Why Conservationists Tell Us Not to Feed Wild Animals in the Winter

Updated on December 27, 2017
Bob Bamberg profile image

Bob has been in the pet supply business and writing about pets, livestock, and wildlife in a career that spans three decades.


Depending upon the severity, winter conditions create hardships for the wild animals around us. During harsh winter conditions, our thoughts frequently turn to the plight of those wild animals.

But, they’re probably coping better than we are.

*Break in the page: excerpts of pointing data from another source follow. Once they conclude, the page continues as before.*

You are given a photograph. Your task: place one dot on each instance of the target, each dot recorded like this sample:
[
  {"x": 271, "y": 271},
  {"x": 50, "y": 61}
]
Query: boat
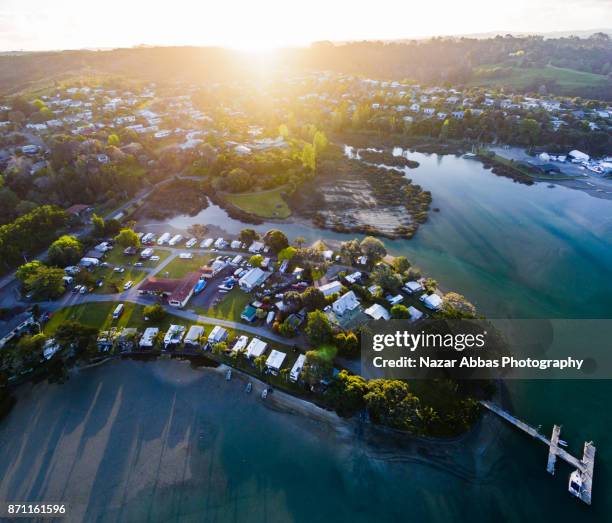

Wildlife professionals will point out that wild animals have, for millennia, adapted to cope with winter's extremes, such as deep snow, cold temperatures, and high winds. It's the same with wildlife everywhere. They also point out that feeding wild animals in winter can have serious consequences, although they take a softer tone regarding wild bird feeding.


Predator And Prey Can Show Up At The Same Time

It should be noted that feeding wild birds can attract many types of wild animals, including turkeys and small mammals like squirrels and mice.

Those are all prey species, and predators that are dangerous to humans, such as bears, foxes, fishers, and coyotes, feed on these small mammals and can be drawn to your yard.

In addition to affecting mobility, deep snow makes feeding difficult for deer because low browse is covered. They can free some of it by pawing, or they can take the easy way out and just come over to your yard and eat your expensive ornamental plantings.

Some Stores Sell Food For Wildlife

Many stores now carry food for wild animals. You can buy 50 pound bags of deer corn, deer pellets, wildlife mixtures that consist of a variety of grains and forage products, and salt and mineral licks.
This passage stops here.